Since then Washington has pursued a contradictory strategy. On the one hand it has argued that the Assad regime’s continued existence is the ‘magnet’ that attracts foreign fighters to IS, while on the other it has declined to revise its position that Assad’s removal is the precondition for a political resolution to the Syrian civil war.
As Paul Pillar has argued, this ignores the fact that ‘the untoward effects of this war will be ameliorated only insofar as peace is established in Syria…It is the continuation of the war, much more than any particular outcome of the war or any particular political configuration of Syria, that is the source of most of the trouble that is worth worrying about’.

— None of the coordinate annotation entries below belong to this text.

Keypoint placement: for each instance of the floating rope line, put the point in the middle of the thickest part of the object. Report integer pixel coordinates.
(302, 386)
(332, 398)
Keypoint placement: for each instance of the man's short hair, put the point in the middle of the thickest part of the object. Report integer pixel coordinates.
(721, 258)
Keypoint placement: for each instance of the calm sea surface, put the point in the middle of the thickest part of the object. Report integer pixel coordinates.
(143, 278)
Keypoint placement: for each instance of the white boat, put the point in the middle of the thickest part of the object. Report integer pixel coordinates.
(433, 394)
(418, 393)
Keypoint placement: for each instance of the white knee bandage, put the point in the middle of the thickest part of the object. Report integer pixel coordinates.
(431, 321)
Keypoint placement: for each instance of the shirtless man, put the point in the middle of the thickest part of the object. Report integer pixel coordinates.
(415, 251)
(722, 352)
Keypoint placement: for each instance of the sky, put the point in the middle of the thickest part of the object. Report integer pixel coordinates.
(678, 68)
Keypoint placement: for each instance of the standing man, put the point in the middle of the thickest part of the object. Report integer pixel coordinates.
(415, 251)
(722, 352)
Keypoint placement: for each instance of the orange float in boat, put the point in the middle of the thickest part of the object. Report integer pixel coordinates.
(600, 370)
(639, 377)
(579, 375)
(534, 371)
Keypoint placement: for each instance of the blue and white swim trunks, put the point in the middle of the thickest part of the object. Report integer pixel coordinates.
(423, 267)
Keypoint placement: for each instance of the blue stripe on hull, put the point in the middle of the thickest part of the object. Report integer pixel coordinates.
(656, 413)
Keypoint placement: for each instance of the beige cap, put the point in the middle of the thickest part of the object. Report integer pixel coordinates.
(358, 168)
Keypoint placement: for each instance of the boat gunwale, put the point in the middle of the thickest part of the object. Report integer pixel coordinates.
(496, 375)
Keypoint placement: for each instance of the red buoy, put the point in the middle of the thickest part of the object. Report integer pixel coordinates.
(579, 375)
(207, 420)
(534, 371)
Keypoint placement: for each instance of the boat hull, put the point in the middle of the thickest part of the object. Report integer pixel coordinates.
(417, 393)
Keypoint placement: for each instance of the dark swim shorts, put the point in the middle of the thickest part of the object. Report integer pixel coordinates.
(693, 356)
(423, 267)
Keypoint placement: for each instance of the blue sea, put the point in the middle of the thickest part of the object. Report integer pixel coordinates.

This failure is shared by Obama’s Republican critics. Indeed, the alternatives offered by Republicans divorce further the relationship between commitment, interests, and capabilities that should underpin sound strategy.
Jeb Bush has argued that ‘defeating ISIS requires defeating Assad, but we have to make sure that his regime is not replaced by something as bad or worse’, while others are bedevilled by wilful obfuscation of the dynamics at play with respect to Syria and IS. In February Marco Rubio asserted that Obama hadn’t implemented a military strategy to combat IS as he ‘doesn’t want to upset Iran’. That ignores the fact that Washington and Tehran’s interests are aligned when it comes to combatting IS.
It’s difficult to disagree with Michael Brendan Dougherty’s assessment that the majority of the GOP primary contenders have argued for a fairy-tale strategy on Syria that will somehow ‘defeat everyone at once, at low cost, without ugly alliances, and to the benefit of unnamed good guys’.
Russia’s intervention in the crisis has served to reveal the inability of the current administration and its Republican alternatives to bring US commitments into alignment with what are deemed to be its vital interests in the Middle East.